Do outro lado da fronteira, na região de Podlasie, na Polónia, a tensão aumentou desde a minha primeira visita. Cerca de 15 mil polícias, guardas de fronteira e soldados estão destacados ao longo da fronteira. Os postos de controlo estão por todo o lado e a polícia e as  militares vasculham todas as estradas.

A zona de exclusão de 3 quilómetros que se estende desde a fronteira com a Bielorrússia ainda é imposta a não residentes, organizações humanitárias e jornalistas.

Os ativistas locais continuam a fazer soar o alarme. Estão em curso devoluções arbitrárias de migrantes que chegam à Polónia, pelas forças de segurança. E aqueles que são forçados a regressar à Bielorrússia são, por sua vez, empurrados novamente para trás pelos soldados bielorrussos. Alegações que as autoridades bielorrussas rejeitaram repetidamente, embora o próprio Presidente bielorrusso, Alexander Lukashenko, tenha declarado que seriam feitas investigações.

Pelo menos 12 refugiados terão morrido na floresta polaca ao tentarem atravessar a fronteira. Um número que diz respeito apenas àqueles que foram encontrados.

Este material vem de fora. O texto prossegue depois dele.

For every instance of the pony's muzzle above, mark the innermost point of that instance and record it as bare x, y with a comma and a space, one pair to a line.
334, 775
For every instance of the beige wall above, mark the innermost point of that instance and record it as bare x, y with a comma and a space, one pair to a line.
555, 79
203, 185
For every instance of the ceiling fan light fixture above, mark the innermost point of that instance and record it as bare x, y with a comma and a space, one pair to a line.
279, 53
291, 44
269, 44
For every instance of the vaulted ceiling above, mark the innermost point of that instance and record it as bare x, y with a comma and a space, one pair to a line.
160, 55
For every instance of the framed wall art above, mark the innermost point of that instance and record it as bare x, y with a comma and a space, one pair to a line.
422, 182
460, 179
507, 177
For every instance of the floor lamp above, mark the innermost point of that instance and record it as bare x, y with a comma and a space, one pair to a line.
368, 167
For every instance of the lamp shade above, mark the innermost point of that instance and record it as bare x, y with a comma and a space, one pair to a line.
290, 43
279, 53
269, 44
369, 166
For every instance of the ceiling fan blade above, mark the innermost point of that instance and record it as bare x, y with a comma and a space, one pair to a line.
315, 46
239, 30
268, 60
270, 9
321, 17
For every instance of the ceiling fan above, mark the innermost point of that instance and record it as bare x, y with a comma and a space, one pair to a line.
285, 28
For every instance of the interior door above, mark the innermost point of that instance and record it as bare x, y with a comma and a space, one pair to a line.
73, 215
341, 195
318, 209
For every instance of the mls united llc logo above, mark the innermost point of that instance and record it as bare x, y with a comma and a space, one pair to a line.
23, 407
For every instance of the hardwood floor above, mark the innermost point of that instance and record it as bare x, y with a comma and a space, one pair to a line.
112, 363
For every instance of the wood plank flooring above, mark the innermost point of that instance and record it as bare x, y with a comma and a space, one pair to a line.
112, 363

Estive presente em dois funerais na pequena aldeia muçulmana de Bohoniki. No espaço de uma semana, três pessoas foram enterradas no cemitério de Bohoniki. "Haverá mais", comentou o imã da aldeia. Dois dias depois, o pequeno caixão de um nado-morto, cuja mãe morreu pouco tempo depois, foi acrescentado aos túmulos.

Os chamados "invasores" não estão preparados para desistir facilmente do seu sonho da Europa.

Tal como Ali, outro refugiado da Síria que, desta vez, encontro em Minsk, a capital bielorrussa. Deixa-me entrar no apartamento onde ele e vários companheiros estão escondidos. Estão a recuperar as  forças, após várias tentativas falhadas de atravessar a fronteira. Foram reenviados três vezes para a Bielorússia, depois de terem alcançado tanto a Lituânia como a Polónia. Ali disse-me que numa ocasião, tinha conseguido ir para os Países baixos, mas foi apanhado pela polícia que o levou de volta para a Bielorrússia. Coxeando de uma velha ferida causada por um ataque terrorista na sua cidade natal, na Síria, diz-me que a dor piorou, devido à provação pela qual passou durante dias na floresta.

Já passaram duas semanas desde a nossa conversa. Enquanto escrevo estas palavras, não posso deixar de sorrir. Ali deu-me notícias. Cumpriu a sua promessa. Tentou de novo e, desta vez, foi resgatado por ativistas polacos na floresta. Agora está a salvo e apresentou um pedido de asilo na Polónia.

No dia 15 de dezembro, entrou em vigor a decisão das autoridades polacas para a construção de um muro ao longo da sua fronteira com a Bielorrússia.